Lo scrive il Papa nella seconda parte del suo "Gesu' di Nazaret".
"Con l'Eucaristia - spiega - e' stata istituita la Chiesa che diventa se stessa a partire dal Corpo di Cristo e insieme, a partire dalla sua morte, e' resa aperta verso la vastita' del mondo e della storia". Dunque, spiega Benedetto XVI marcando una forte differenza con la concezione protestante della messa come "memoriale" della cena di Gesu' con i discepoli, "l'Eucaristia e' al contempo il visibile processo del riunirsi, un processo che nel luogo e attraverso tutti i luoghi e' un entrare in comunione con il Dio vivente che dall'interno avvicina gli uni agli altri.

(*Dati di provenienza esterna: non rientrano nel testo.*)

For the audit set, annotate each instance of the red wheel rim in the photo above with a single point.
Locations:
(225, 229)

La Chiesa si forma a partire dall'Eucaristia. Da essa riceve la sua unita' e la sua missione. La Chiesa deriva dall'Ultima Cena, ma proprio per questo deriva dalla Morte e Risurrezione di Cristo, anticipate da Lui nel dono del suo corpo e del suo sangue".
Dopo l'Ascensione, del resto, "il Signore viene mediante la sua parola; viene nei sacramenti, specialmente nella santissima Eucaristia; entra nella mia vita mediante parole o avvenimenti". Per il Papa "esistono, però, anche modi epocali di tale venuta" e cita in proposito "l’operare delle due grandi figure di Francesco e Domenico, tra il XII e il XIII secolo"; che "è stato un modo in cui Cristo è entrato nuovamente nella storia, facendo valere in modo nuovo la sua parola e il suo amore; un modo in cui Egli ha rinnovato la Chiesa e mosso la storia verso di sé. Una cosa analoga - secondo Ratzinger - possiamo dire delle figure dei santi del XVI secolo: Teresa d’Avila, Giovanni della Croce, Ignazio di Loyola, Francesco Saverio portano con sé nuove irruzioni del Signore nella storia confusa del loro secolo che andava alla deriva allontanandosi da Lui.
Il suo mistero, la sua figura appare nuovamente, e soprattutto: la sua forza, che trasforma gli uomini e plasma la storia, si rende presente in modo nuovo".